Bangladesh has found economic advantages in both the EU and the US. From the EU, it has tried to expand the current zero duty gain even after graduating to a developing country, as the COVID-19 pandemic is taking a heavy toll on the economy of the South Asian nation. Since 1973 Bangladesh has enjoyed zero duty export benefits under the generous Everything but Arms (EBA) scheme of the EU, designed for the least developed countries ( LDCs).
Officially, Bangladesh will become a developing country in 2024 and three more years will be given as a grace period for preparation. Normally, the EU does not give trade benefits under the EBA after a country’s graduation. So, after 2027, Bangladesh will have to either be granted the GSP Plus or the extension of the current EBA to enjoy the zero-duty benefit to the EU, the destination for 64 per cent of Bangladesh’s annual garment shipment of $34 billion.

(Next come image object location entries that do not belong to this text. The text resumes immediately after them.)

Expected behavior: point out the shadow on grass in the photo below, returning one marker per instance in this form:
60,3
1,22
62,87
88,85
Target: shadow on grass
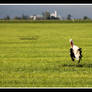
78,65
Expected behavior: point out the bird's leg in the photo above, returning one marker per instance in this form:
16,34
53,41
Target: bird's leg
71,54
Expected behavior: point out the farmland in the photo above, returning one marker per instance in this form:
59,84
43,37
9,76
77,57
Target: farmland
37,55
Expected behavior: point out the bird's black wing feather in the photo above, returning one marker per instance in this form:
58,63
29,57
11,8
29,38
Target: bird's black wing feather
72,54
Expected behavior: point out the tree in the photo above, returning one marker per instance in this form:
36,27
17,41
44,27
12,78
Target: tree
69,16
85,18
7,17
46,15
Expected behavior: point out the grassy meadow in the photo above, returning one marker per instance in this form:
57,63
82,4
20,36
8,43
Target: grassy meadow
37,55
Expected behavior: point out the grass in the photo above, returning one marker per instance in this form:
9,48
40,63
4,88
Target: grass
37,55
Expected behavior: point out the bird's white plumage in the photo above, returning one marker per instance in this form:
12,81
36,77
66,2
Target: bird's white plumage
76,52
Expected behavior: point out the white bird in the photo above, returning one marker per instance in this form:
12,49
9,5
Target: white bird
75,51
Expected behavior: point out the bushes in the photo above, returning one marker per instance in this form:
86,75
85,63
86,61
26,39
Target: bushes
46,21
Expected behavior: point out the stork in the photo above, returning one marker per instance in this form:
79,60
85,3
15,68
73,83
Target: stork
75,52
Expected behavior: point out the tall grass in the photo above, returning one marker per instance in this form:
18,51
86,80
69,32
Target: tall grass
37,55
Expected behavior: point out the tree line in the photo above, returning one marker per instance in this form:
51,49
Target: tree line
45,16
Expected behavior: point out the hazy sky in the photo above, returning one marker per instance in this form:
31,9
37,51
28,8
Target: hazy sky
77,11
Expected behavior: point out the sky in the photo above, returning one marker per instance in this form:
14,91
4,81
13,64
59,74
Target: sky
77,11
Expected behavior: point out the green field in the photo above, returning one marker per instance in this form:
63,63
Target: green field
37,55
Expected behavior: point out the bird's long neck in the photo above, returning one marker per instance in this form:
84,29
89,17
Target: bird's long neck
71,44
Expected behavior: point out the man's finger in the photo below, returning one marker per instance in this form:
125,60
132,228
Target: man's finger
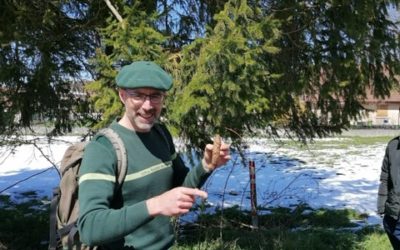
195,192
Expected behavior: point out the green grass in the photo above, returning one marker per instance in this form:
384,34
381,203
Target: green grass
25,226
282,229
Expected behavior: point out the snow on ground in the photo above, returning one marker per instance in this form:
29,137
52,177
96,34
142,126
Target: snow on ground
323,178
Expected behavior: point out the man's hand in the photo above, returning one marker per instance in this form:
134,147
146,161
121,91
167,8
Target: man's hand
224,156
174,202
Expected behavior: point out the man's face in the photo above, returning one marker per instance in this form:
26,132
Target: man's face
142,106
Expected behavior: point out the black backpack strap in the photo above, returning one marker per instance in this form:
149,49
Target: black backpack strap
120,151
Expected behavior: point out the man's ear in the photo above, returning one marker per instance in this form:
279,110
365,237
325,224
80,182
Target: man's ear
122,95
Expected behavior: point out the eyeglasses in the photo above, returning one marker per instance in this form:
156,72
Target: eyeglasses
155,98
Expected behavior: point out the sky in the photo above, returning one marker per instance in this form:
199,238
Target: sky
326,178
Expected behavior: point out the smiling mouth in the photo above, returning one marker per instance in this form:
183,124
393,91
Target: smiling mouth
147,117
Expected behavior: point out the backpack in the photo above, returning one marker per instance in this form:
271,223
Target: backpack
64,208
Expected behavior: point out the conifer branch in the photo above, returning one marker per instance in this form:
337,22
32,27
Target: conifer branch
114,11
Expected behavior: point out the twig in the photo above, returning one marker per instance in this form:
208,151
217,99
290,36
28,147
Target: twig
114,11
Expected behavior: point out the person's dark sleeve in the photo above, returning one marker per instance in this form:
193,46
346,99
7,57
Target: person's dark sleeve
384,183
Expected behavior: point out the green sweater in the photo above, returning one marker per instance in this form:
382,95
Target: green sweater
120,220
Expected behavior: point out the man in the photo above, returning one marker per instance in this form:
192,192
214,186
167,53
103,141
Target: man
389,192
157,185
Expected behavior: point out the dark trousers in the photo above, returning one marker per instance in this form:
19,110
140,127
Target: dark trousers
392,229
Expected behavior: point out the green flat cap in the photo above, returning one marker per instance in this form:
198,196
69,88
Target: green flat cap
143,74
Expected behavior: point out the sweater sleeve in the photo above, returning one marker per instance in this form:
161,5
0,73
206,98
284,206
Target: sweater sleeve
194,178
98,222
383,186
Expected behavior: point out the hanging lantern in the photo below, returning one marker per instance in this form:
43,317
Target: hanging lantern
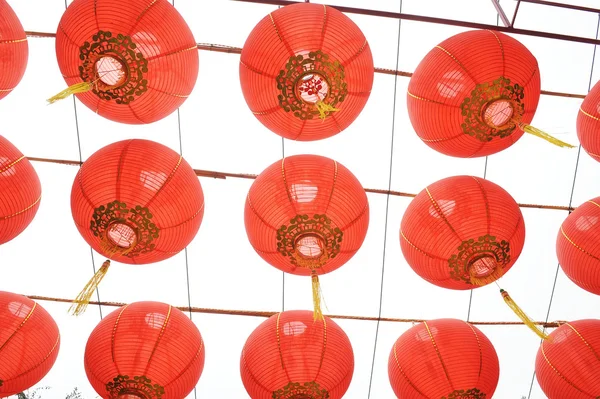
462,233
588,123
131,62
444,358
292,356
567,363
577,246
29,343
136,202
145,350
475,94
20,191
307,215
306,71
14,50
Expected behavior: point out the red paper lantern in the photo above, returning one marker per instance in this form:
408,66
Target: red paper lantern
130,61
462,232
20,191
306,71
145,350
445,359
306,214
137,202
292,356
578,246
14,50
29,343
567,363
474,94
588,123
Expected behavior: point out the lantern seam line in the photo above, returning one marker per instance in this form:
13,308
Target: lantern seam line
13,163
404,374
189,365
139,18
501,50
160,335
439,211
333,185
19,327
439,354
13,41
577,246
166,182
114,336
187,220
589,115
458,62
480,352
584,341
421,250
559,373
22,211
39,364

Bangladesh has also been seeking trade facilities in the US, as the government has already appointed a special committee here to draw further American investment. However, Bangladesh may not get zero duty benefit on exports of garment to the US, as the Trump administration only gives zero duty benefit to some African countries under the African Growth and Opportunity Act on exports of garment items.
As a result, Bangladeshi exporters face a 15.62 percent duty as they send apparel to the US, the single largest export destination in the world where more than $6 billion in garment products are shipped a year.